Commençons par un morceau de sa longue définition de la liberté :
Le concept empirique de liberté dit par conséquent : « Je suis libre si je peux faire ce que je veux » : et c'est alors le « ce que je veux » qui décide d'avance la liberté. Mais si nous interrogeons maintenant la liberté du vouloir lui-même, la question se formulerait ainsi : « Peux-tu aussi vouloir ce que tu veux ? » — ce qui donne l'impression que le vouloir dépend encore d'un autre vouloir qui se trouverait derrière lui.Et ainsi à l'infini : on peut éternellement remonter la chaine de la volonté jusqu'à ce que seule la question « Peux-tu vouloir ? » subsiste. Schopenhauer applique ensuite la causalité à cette volonté humaine : les actes ne seraient pas libres, mais nécessaires. Si la conscience peut examiner en détail le monde extérieur, elle peut difficilement s'examiner elle-même : « rien d'autre ne se présente au sens dit interne que notre volonté propre, aux mouvements de laquelle se réduisent en vérité tous les sentiments dits intérieurs. » Vision très sombre si selon lui, comme j'ai cru le comprendre, cette volonté est entièrement déterminée : c'est presque une vision mécaniste de l'esprit humain.
Notion importante : la séparation de la causalité en trois éléments de complexité croissante.
- La cause : les changements mécaniques, physiques, chimiques. La matière et les énergies réagissent avec les matières et les énergies. Les corps inorganiques sont essentiellement déterminés de cette façon.
- L’excitation : il n'y a plus nécessairement de réaction proportionnelle entre cause et conséquence. Schopenhauer y associe les plantes, mais aussi nous autres animaux. Exemple : un peu de vin stimule, un verre de plus assomme.
- La motivation ou le motif : c'est la causalité qui passe par la connaissance. La force motrice que nous appelons volonté.
C'est exactement comme si l'eau disait : « Je peux faire de hautes vagues (mais oui ! quand la mer est agitée par une tempête), je peux me précipiter comme un torrent impétueux (mais oui ! dans le lit d'un fleuve), je peux retomber en écumant et en bouillonnant (mais oui ! dans une cascade), (...) mais je ne fais rien de tout cela, et je reste volontairement, tranquille et limpide, dans mon étang miroitant. » Comme l'eau ne peut faire toutes ces choses que si des causes déterminantes se produisent et l'amènent à faire ceci ou cela, tout homme ne peut faire ce qu'il prétend pouvoir faire que dans les mêmes conditions.
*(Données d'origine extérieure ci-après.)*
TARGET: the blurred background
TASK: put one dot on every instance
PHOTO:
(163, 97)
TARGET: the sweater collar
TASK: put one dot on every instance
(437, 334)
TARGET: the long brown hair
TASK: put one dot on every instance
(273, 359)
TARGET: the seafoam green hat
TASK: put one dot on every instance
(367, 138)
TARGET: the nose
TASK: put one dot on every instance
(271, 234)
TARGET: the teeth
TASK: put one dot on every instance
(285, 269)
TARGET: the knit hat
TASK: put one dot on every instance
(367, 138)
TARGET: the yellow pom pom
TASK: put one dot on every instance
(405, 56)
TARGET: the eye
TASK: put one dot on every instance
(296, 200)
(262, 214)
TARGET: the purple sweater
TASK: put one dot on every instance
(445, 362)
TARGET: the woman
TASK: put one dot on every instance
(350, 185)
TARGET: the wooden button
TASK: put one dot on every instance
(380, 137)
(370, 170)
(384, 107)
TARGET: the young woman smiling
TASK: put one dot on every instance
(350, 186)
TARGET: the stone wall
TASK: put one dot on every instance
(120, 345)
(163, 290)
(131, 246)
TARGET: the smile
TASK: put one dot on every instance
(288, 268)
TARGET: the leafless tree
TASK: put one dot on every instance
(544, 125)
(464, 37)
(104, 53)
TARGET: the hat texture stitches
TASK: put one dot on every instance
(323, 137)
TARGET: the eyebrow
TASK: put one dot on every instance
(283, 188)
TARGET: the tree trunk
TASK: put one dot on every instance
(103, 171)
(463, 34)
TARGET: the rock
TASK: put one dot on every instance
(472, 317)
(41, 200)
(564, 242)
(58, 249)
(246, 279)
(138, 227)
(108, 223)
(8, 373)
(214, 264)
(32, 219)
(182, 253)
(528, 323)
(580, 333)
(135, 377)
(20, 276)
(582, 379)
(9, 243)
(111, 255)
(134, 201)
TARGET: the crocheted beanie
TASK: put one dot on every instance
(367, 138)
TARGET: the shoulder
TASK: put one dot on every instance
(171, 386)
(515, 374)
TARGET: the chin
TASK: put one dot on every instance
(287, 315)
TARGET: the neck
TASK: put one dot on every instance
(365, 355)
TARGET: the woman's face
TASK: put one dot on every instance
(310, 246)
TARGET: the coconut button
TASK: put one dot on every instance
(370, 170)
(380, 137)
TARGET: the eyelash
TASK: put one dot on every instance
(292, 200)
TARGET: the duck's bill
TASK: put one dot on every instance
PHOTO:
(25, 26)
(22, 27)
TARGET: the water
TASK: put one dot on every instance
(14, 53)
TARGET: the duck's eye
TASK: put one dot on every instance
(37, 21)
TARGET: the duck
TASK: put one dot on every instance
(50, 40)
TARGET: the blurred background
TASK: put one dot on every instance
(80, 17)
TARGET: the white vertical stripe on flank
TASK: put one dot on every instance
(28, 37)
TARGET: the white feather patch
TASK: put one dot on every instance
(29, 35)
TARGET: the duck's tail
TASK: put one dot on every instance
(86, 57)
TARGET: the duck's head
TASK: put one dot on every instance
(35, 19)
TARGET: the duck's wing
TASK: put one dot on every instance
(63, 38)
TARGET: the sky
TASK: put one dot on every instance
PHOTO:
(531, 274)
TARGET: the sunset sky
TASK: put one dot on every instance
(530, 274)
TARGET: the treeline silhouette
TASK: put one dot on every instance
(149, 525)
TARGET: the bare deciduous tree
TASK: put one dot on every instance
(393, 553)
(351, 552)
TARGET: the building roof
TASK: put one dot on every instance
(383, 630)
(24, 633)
Il lui est impossible d'agir jusqu'à ce que les causes se produisent : mais dès qu'elles sont produites, il doit agir, tout comme l'eau, lorsque les circonstances sont appropriées.Et si Schopenhauer se tenait derrière cet homme pour philosopher sur son compte, il introduirait une nouvelle cause qui modifierait l'action de l'homme, qui agirait en réaction de façon à démontrer sa liberté...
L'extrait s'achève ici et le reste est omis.